Sonntag, 12. Oktober, 5 Uhr: Wir verlassen die Hütte in stockdunkler Nacht. Wir brechen absichtlich spät auf, um unsere Route vom Col Moore aus gut bestimmen zu können, und treffen dann auch dort bei Tag ein. Geht es von dort aus hinauf oder hinunter? Unten sind Steintrümmer und Séracs zu traversieren - oben steile, vereiste Couloirs und Lawinenzüge. Wir entscheiden uns für die obere Variante, denn in dieser Jahreszeit sind keine Lawinen zu erwarten - mit Ausnahme derjenigen von 7 Uhr am letzten Sonntag, die von unsern Freunden beobachtet wurde und heute zur gleichen Zeit vor unsern Augen wieder herunterkommt. Das Krachen dieser Eislawine lässt uns anhalten. In der wieder eingetretenen Stille setzen wir dann, mit Schneestaub bedeckt, unsere Traversierung an den Fuss der Felsen der Poire fort. Mit grosser Erleichterung langen wir dort an. Die Sonne wirkt wohltuend, die Stimmung ist freundschaftlich. Georges zeigt uns, dass er Führeraspirant ist. Schon seit unserem Aufbruch beurteile ich ihn als sehr sicher und vorsichtig. Ich bemerkte, dass er sich Yvette gegenüber wie ein Führer gegenüber seinem Kunden verhält. Dazu gesellt sich ein gesunder Menschenverstand. Unsere Seilschaft rückt rasch voran. Zu unserer Rechten, schon sehr weit oben, befindet sich die Sentinelle-Seilschaft. Vorerst säubere ich die Tritte in den verschneiten Felsen der Poire. Die angeschnallten Steigeisen, welche wir während der ganzen Tour nie abnehmen, erleichtern das Vorrücken nicht immer. An einer leicht überhängenden Stelle muss ich mich voll und ganz einsetzen, stelle aber freudig fest, dass es der Felsgipfel ist. Der Höhenmesser zeigt 4200 Meter. Es ist Mittag; eine kleine Pause erlaubt uns, die letzten Sonnenstrahlen zu geniessen. Zu unserer Linken der blendende Peutereygrat, rechts der dritte Schneegrat des Major, über uns die Aiguille de l' Etoile, die letzten Hänge und - der blaue Himmel! Der Ostwind hat seinem Ruf alle Ehre gemacht!

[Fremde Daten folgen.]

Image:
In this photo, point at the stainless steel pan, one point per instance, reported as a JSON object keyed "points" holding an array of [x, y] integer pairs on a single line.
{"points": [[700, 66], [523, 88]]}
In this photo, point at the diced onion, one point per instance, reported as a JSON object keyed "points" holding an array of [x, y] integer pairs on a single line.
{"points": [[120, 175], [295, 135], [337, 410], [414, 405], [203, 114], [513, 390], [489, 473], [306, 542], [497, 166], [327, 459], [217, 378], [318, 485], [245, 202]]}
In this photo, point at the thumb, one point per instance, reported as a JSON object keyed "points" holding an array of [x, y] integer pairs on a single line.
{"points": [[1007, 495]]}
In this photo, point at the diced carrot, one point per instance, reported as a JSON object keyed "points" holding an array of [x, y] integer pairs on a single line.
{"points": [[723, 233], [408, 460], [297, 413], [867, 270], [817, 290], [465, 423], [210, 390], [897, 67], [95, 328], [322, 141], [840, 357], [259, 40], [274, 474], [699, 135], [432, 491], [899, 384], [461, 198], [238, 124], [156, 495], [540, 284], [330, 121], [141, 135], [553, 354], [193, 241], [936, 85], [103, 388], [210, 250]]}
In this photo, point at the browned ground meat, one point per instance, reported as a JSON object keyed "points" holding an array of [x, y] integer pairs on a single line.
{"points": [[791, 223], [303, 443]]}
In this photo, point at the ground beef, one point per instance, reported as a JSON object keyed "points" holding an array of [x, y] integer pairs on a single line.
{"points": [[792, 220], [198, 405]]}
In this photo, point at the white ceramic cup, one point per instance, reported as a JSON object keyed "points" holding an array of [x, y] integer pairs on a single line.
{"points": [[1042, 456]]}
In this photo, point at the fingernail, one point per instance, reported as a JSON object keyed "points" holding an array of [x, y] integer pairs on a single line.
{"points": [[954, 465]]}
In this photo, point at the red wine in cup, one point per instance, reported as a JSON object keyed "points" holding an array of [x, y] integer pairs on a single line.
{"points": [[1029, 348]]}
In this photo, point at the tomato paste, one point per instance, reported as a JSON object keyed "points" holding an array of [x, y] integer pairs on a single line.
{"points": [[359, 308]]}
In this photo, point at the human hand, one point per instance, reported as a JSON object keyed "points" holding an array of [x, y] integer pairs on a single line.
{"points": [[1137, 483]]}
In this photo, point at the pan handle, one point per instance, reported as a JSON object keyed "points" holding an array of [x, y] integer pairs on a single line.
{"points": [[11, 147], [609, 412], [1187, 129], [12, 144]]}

Noch sind sechshundert Meter Höhenunterschied zu bewältigen. Alle vierzig Meter schliessen wir zu Georges auf, der die Führung übernommen hat. Es ist sehr kalt; die Sonne ist hinter dem Grat verschwunden, und der Hang richtet sich auf. Wir treffen oft blankes Eis an, das Georges, ohne Tritte zu schlagen, bewältigt. Wir fühlen, dass uns von jetzt an nichts mehr hindern kann, den Gipfel zu erreichen, jedoch verlangsamt sich der Rhythmus. Der Mangel an Training macht sich bemerkbar. Die Haltepausen mehren sich, und die Kälte durchdringt uns trotz der Anstrengung. Der Gipfelgrat nähert sich nach und nach. Ah, die letzten Meter! Herrlich, wieder das intensive Sonnenlicht geniessen zu können! In solchen Augenblicken spürt man, wie unentbehrlich es uns ist. Nun sind wir alle auf dem Grat beisammen, geniessen in vollen Zügen diesen Augenblick und brechen dann zum Gipfel auf, wo wir etwa um 5 Uhr eintreffen. Der Schat- ten des Mont Blanc zeichnet sich weit draussen im Luftraum ab. Es ist das erste Mal, dass wir einem solchen Schauspiel beiwohnen. Doch nun Schluss mit der Bewunderung! Georges Füsse sind unempfindlich, und er hat es eilig, sie in der Vallothütte zu wärmen. Bei wunderbar klarem Sonnenuntergang unternehmen wir den Abstieg. Eine renovierte Unterkunft erwartet uns. Georges erzählt uns von neuen Schlafstellen, neuen Decken, einem neuen Eingang. Die Türe ist geschlossen, wir können nicht eintreten, so kräftig Georges auch am Türgriff zieht!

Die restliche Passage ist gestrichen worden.